Arquivo do blog

domingo, 21 de abril de 2013

Cálice de vinho


21 de abril de 2013

O consumo de álcool tem relação com a endometriose. No texto Dieta Antiestrogênica, o autor menciona que o álcool aumenta o estrógeno no corpo. Mais álcool, mais estrógeno, mais endometriose. A via não é única. A bebida alcoólica debilita o organismo de outras formas.  Mas o que dizer de um cálice de vinho diário?  

O álcool me assusta desde a infância. Minha avó ficou viúva cedo, e a ausência do marido, diziam, a fez adoecer do mal que rondava a família. A aposentadoria do marido, funcionário público, e seu emprego de enfermeira-chefe lhe davam condições financeiras suficientes para viajar, conhecer lugares e pessoas. Mas imperceptivelmente, no decorrer dos anos, ela adoecia. Irmãos, sobrinhos, primos sucumbiram à bebida. Beberam até morrer e morreram de cirrose, choque decorrente da ingestão de bebida alcoólica com remédios, carência crônica de vitamina B12, suicídio alcoólico, etc. Um bebeu porque havia lutado na Segunda Guerra e queria fugir dos demônios alojados na memória. Outro, dizia-se, se desgostara com a mesmice da atividade no cartório e fora traído pela mulher. A irmã de minha avó morava em frente à praia e bebia apreciando o mar. Morreu trancafiada em um hospital. Com 13 anos, em um dia marcante pra mim, minha avó morreu também. Estava aposentada, era considerada a rainha da alegria nas viagens em grupo, mas confidenciava a poucos que sofria de profunda solidão. Em um domingo, já bêbada, com apenas 63 anos, tomou seus remédios. Não resistiu.

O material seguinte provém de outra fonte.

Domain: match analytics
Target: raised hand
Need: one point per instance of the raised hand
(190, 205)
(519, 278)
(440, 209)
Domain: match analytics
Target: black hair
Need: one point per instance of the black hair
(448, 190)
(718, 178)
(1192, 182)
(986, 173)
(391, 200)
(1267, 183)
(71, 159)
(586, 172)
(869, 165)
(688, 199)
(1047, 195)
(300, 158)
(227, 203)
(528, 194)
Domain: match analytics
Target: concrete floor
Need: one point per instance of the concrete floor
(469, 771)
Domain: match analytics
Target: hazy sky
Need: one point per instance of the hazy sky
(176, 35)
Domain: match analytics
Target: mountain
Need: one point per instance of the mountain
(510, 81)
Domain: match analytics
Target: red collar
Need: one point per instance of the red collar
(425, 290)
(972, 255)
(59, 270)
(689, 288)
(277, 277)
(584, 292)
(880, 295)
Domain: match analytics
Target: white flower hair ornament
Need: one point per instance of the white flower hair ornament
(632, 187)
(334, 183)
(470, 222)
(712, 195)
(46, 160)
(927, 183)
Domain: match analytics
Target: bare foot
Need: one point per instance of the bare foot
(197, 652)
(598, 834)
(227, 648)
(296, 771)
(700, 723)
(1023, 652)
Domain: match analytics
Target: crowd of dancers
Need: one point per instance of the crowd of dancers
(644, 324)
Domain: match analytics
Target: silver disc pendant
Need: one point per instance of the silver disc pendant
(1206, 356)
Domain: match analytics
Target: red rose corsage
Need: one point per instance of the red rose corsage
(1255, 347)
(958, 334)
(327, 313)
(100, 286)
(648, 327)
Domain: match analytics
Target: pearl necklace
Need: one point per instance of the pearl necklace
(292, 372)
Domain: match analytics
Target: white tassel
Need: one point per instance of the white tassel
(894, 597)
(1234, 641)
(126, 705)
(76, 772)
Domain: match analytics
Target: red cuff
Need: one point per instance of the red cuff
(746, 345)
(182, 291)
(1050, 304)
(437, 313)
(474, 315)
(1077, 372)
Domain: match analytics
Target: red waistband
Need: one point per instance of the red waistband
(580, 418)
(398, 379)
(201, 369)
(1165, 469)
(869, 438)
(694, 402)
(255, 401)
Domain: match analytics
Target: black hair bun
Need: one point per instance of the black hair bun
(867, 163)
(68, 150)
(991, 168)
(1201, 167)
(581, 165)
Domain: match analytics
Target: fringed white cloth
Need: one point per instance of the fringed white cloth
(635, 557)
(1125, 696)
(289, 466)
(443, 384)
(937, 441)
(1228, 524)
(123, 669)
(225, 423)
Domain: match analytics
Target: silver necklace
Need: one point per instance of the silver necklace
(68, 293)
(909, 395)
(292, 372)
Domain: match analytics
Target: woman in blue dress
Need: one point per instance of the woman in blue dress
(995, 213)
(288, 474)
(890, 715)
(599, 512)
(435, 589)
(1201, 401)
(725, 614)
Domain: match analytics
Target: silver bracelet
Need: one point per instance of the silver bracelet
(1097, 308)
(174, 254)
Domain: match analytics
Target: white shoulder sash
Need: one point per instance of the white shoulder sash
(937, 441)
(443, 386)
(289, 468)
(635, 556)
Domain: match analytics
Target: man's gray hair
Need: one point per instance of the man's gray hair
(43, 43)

Minha mãe foi a primeira da família a dizer não ao álcool. “Nenhuma gota de álcool”, diz a pequena mulher que conhece a violência dessas chamas. Ela se tornou cristã de uma maneira diferente. Liberdade. Minha tia, há alguns anos, caiu na sina da família e começou a beber. Parou recentemente, após o neto receber alta da UTI. A mãe bebera e fumara a gravidez inteira, o bebê nasceu fraquinho, teve de ser internado. A avó fez voto por ele, diz agora que não volta a beber. Mas meus primos, engenheiros bem colocados no mercado, bebem. Estão a alguns passos do alcoolismo fatal. A bebida é uma cultura, um legado de sangue. Escolhi o legado de minha mãe.

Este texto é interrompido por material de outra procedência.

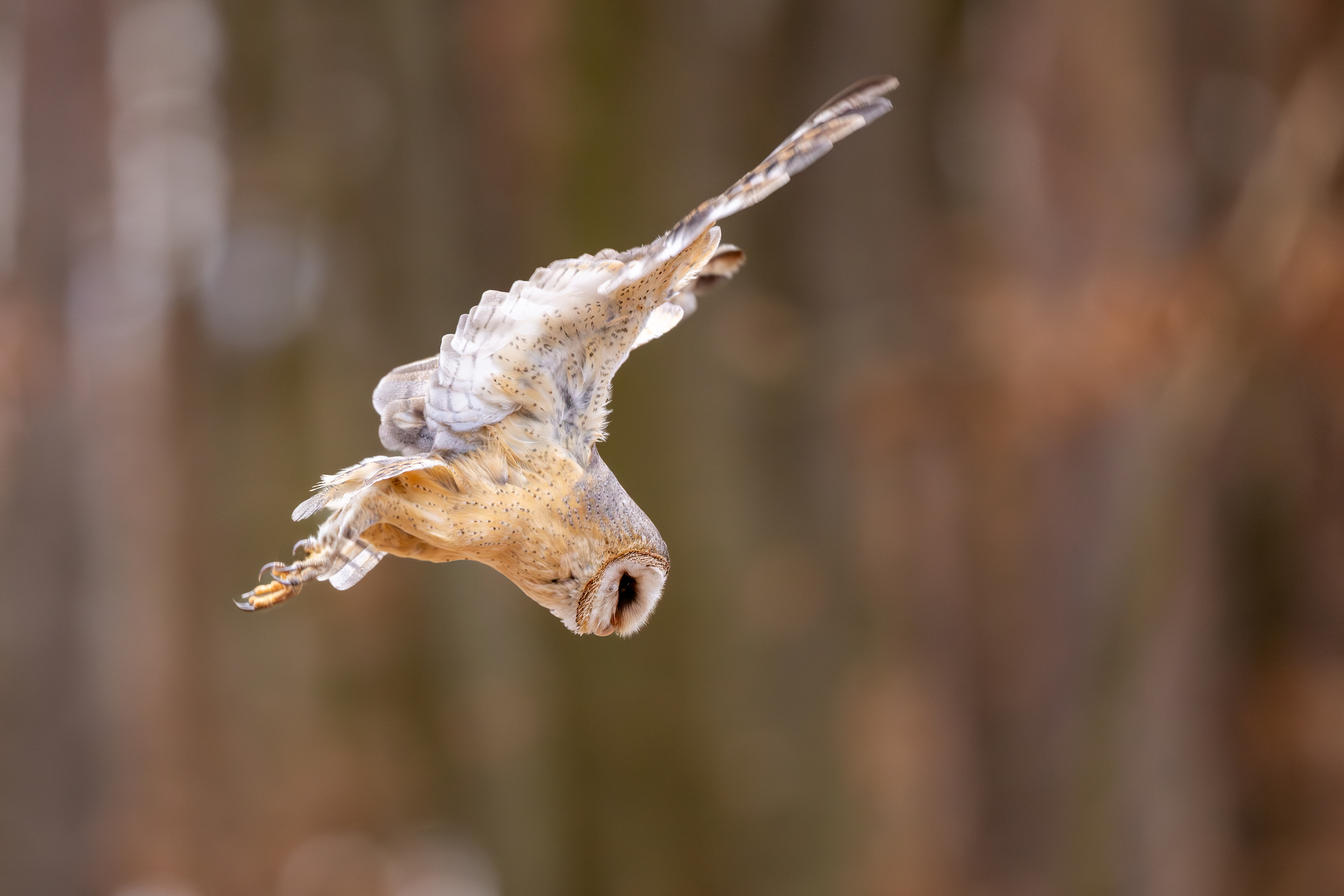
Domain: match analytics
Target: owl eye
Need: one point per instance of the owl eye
(623, 594)
(627, 593)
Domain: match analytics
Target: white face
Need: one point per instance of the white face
(623, 596)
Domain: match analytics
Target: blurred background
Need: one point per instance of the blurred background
(1005, 485)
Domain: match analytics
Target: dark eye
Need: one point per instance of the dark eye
(627, 593)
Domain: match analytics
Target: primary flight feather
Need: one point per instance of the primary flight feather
(501, 429)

A história de alcoolismo na família se deu da porta pra dentro. Sem violência, sem alarde. Quando bêbados, poderiam estampar as propagandas de cerveja. Eram leves. A história só vinha à tona quando se tornava incontrolável e o fim estava próximo. E sempre, a despeito da falsa alegação do controle, o álcool fez de todos eles pessoas destituídas. O jugo era pesado, o vinho os sepultou. Histórias semelhantes estão por toda parte, muitas entre paredes. Recentemente, uma professora de universidade pública me contou que a mãe era alcoólatra.  Morreu por causa do vício. Quando morei em Curitiba, conheci uma jovem pesquisadora da área de Farmácia na Universidade Federal do Paraná. Ela fez seu mestrado sobre tratamento farmacológico para alcoólatras. O pai, um rico fazendeiro paranaense, bebia. Mais tarde ela me contou que seus conhecimentos adquiridos no mestrado não foram suficientes para ajudar seu pai, mas ela descobrira a novidade de vida. Após anos de desespero, a família viu acontecer o improvável: o pai deixou de beber, reconhecera a Cristo.

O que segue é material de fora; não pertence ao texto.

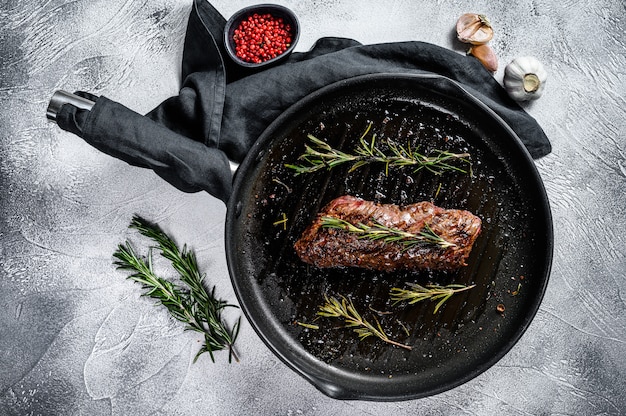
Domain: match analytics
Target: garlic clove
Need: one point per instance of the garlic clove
(524, 78)
(485, 55)
(474, 28)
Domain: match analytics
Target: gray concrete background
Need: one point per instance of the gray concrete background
(76, 338)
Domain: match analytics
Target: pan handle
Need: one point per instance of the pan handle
(60, 97)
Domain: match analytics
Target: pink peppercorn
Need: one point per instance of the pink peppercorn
(261, 37)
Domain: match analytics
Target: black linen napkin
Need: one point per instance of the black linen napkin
(222, 108)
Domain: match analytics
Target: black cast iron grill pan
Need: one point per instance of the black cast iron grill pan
(509, 264)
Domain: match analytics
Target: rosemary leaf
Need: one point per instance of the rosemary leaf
(193, 305)
(417, 293)
(379, 231)
(344, 309)
(320, 155)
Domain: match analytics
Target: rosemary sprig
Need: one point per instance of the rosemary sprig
(344, 309)
(196, 307)
(319, 154)
(418, 293)
(379, 231)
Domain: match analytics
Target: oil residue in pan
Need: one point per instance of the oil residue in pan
(286, 204)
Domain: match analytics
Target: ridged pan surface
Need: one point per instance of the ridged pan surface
(509, 264)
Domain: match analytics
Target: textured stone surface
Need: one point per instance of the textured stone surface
(77, 338)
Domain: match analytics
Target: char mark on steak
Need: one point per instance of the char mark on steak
(323, 246)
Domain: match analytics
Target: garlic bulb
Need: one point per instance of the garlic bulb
(485, 55)
(474, 28)
(525, 78)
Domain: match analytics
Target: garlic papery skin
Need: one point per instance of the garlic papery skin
(525, 78)
(474, 28)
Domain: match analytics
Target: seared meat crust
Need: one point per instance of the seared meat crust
(328, 247)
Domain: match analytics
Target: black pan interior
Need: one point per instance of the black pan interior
(509, 264)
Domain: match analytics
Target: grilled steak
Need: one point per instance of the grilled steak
(369, 244)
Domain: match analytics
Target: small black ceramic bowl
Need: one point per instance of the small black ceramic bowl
(276, 12)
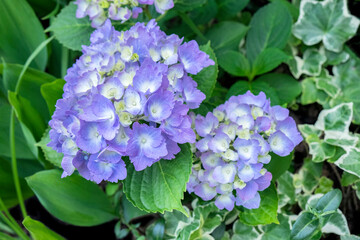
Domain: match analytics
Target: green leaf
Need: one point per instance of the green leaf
(72, 32)
(188, 5)
(278, 165)
(266, 213)
(39, 231)
(270, 27)
(206, 79)
(226, 35)
(51, 92)
(74, 200)
(160, 187)
(305, 226)
(350, 161)
(234, 63)
(328, 21)
(21, 33)
(229, 8)
(286, 87)
(329, 202)
(267, 60)
(50, 154)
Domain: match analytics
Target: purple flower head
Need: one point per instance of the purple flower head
(128, 94)
(101, 10)
(233, 144)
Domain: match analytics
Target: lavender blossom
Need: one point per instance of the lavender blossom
(121, 98)
(233, 144)
(101, 10)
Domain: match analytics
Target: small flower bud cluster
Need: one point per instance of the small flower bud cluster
(128, 95)
(233, 146)
(120, 10)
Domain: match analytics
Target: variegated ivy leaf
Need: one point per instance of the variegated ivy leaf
(310, 64)
(328, 21)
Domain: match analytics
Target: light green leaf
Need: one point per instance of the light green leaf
(72, 32)
(50, 154)
(39, 231)
(21, 33)
(336, 119)
(226, 35)
(286, 87)
(229, 8)
(328, 21)
(266, 213)
(160, 187)
(51, 92)
(234, 63)
(270, 27)
(206, 79)
(267, 60)
(305, 226)
(74, 200)
(329, 202)
(350, 161)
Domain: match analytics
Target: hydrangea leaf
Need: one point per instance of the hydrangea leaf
(21, 33)
(206, 79)
(350, 161)
(336, 119)
(235, 63)
(72, 32)
(328, 21)
(305, 226)
(160, 187)
(74, 200)
(266, 213)
(229, 8)
(50, 154)
(336, 224)
(39, 231)
(270, 27)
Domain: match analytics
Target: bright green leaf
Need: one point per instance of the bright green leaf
(74, 200)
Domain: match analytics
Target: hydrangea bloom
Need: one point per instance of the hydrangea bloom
(128, 95)
(233, 146)
(122, 10)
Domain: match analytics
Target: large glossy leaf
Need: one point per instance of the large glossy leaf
(266, 213)
(160, 187)
(39, 231)
(270, 27)
(21, 32)
(72, 199)
(286, 87)
(226, 35)
(328, 21)
(72, 32)
(206, 79)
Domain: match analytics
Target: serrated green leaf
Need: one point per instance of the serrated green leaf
(286, 87)
(160, 187)
(305, 226)
(270, 27)
(266, 213)
(328, 21)
(74, 200)
(72, 32)
(39, 231)
(206, 79)
(234, 63)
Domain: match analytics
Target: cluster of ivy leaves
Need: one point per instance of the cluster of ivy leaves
(294, 51)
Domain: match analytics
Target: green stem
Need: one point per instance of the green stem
(12, 126)
(192, 25)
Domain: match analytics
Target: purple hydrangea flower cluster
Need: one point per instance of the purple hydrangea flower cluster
(233, 145)
(128, 95)
(120, 10)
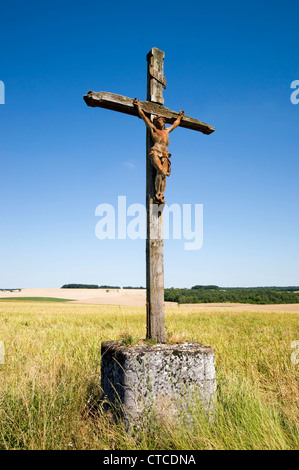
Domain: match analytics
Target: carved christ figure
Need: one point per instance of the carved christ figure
(160, 158)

Nunca presenciei nenhum ato de violência por causa do álcool. Na família, o álcool atingiu os mais velhos, depois de anos de ingestão diária em contexto social. Eram bêbados sociais que se desintegraram. Carregavam no peito a desesperança que dinheiro algum resolve. Só agora, com meus primos, é que os pequenos meninos têm a desgraça de ver os pais embebedados. Ainda que bebam e riam, é muito triste. A ladeira vai se tornando íngreme e sinuosa, serpenteando-se.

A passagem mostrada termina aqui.